The 10th Virginia Volunteer Infantry Regiment had its origins in volunteer militia companies organized in the late 1850’s in Rockingham County, VA. Some of these units, then called the Valley Guard, were summoned to Harper’s Ferry in response to the John Brown rebellion, where they served as guards during Brown’s trial and execution. Before the outbreak of the War Between the States, seven companies that would become the nucleus of the 10th Virginia were organized as the Fourth Regiment Virginia Infantry, a volunteer militia regiment. When the Order of Secession was passed in Virginia on April 17, 1861, the various companies were ordered to Harper’s Ferry, where they eventually were organized as the Tenth Virginia Volunteers, drawn almost entirely from the Shenandoah Valley of Virginia.

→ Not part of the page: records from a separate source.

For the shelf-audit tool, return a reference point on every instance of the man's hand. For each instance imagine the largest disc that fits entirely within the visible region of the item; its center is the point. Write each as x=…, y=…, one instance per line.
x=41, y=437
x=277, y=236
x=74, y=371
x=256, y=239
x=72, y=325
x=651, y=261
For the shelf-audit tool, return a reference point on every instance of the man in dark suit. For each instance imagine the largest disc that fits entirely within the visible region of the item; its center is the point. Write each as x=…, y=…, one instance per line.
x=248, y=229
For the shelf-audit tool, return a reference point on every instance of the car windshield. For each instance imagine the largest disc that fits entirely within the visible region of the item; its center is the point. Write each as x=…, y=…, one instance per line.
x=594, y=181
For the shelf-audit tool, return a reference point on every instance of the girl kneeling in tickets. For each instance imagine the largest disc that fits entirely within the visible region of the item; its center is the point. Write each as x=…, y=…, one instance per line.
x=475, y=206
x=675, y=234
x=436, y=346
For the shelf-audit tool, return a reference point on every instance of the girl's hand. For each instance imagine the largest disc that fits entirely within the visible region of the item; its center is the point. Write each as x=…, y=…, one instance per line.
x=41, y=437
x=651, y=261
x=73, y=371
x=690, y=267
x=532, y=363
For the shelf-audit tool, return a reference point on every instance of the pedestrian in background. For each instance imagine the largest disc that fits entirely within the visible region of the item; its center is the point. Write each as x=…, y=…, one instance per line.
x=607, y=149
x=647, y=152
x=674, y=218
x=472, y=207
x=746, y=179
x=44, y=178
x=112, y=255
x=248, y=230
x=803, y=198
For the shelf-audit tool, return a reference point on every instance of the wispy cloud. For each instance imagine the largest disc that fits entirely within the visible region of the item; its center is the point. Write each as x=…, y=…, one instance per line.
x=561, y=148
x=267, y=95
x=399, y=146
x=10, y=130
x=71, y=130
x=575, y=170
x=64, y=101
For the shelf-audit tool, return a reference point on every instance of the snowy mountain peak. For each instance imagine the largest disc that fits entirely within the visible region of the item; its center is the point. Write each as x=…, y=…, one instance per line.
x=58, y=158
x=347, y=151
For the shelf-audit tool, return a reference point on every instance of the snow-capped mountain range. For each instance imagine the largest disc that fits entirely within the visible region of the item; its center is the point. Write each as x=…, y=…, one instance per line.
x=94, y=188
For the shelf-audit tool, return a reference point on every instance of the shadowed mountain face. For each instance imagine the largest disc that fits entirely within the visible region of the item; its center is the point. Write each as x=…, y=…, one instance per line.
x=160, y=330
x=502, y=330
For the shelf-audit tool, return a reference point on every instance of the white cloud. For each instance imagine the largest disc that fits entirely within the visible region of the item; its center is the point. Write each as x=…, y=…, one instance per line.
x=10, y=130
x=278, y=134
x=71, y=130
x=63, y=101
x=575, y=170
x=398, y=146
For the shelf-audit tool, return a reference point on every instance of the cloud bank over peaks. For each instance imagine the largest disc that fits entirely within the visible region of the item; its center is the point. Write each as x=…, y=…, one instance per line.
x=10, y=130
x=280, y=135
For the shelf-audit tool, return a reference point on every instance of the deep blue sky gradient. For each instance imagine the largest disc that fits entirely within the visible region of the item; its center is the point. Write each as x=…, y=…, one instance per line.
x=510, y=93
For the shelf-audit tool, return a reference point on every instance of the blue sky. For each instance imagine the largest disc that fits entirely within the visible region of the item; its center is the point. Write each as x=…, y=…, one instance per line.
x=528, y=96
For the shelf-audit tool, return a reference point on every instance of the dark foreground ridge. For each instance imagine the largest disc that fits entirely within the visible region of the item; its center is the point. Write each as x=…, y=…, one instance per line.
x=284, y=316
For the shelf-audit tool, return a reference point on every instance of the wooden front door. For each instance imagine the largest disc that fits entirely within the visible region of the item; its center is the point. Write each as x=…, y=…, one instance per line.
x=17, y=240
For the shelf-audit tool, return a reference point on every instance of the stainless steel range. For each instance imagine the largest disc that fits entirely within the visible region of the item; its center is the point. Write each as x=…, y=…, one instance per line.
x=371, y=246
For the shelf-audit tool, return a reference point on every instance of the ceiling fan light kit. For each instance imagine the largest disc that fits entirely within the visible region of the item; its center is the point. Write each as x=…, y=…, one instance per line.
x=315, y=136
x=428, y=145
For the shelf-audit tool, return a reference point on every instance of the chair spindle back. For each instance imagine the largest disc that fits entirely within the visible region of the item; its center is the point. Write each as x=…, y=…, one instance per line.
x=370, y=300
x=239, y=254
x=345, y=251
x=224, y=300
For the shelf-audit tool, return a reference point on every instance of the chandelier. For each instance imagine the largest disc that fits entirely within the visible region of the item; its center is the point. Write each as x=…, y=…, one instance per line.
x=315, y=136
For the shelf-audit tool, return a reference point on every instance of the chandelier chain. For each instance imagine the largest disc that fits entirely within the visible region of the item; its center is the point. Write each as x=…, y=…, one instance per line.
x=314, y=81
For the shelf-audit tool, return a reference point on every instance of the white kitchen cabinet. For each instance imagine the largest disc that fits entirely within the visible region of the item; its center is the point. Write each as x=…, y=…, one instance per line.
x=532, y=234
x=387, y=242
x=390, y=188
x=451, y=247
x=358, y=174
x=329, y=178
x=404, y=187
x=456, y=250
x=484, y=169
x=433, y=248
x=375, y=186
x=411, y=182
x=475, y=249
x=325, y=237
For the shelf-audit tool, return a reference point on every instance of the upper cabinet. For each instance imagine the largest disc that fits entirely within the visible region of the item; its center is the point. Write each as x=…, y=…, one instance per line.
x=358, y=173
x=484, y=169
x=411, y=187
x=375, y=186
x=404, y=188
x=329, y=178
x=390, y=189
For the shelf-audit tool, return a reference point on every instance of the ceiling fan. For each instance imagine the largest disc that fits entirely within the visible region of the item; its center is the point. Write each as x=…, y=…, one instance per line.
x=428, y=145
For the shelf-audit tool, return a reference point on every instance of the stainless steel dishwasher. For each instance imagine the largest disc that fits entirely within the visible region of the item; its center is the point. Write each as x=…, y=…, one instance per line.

Eleven companies made up the 10th Virginia. Seven companies were drawn from Rockingham County, two from Shenandoah County, one from Page County and one from Madison County. A total of about 1,475 men in all served in the Tenth during the time when the regiment was under arms. As part of the Army of Northern Virginia, the regiment saw action in almost every major engagement that was fought in Virginia, Maryland (except Sharpsburg) and Pennsylvania.
From 1,475 men under arms, the 10th Virginia was decimated by battle injuries and disease. When the war ended with the surrender of the Army of Northern Virginia at Appomattox Court House on April 9, 1865, only about 45 men from the Tenth were left. Of those 45, only 11 were still able to carry arms and fulfill their duties.